The Bush administration may not signal new leadership in these two horrific conflicts. But it will trumpet its leadership on the issue of HIV/AIDS, and indeed the administration deserves credit for making that a key priority for U.S. policy in Africa. The question now is how funds for prevention will be spent. 

Pressure from conservative religious groups threatens to distort the important U.S. commitments on AIDS by emphasizing "abstinence-only" programs that the Bush team has been heavily promoting in places like Texas. Such programs divert attention from the broader prevention messages that are proven to save lives, including promoting condom use.

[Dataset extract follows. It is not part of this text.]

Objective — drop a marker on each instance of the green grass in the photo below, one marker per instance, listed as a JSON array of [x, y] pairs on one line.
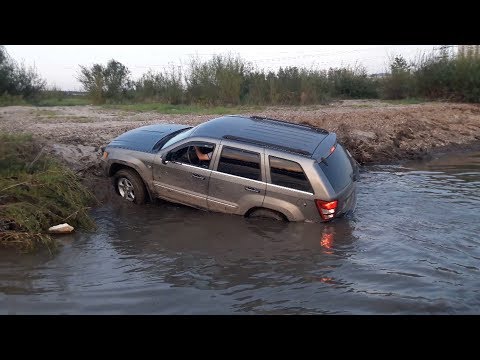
[[37, 192], [69, 101], [407, 101], [181, 109]]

Abstinence-only programs undermine AIDS prevention efforts in the U.S. - and they're out of touch with the realities of the AIDS epidemic in Africa. 

Bush's AIDS initiative shows that he wants to be a leader on issues that matter to Africa, and his recent statements on Africa indicate a willingness to use greater U.S. influence in African crises. But while he is traveling in Africa this week, the U.S. president will find millions of people looking for something more than speeches.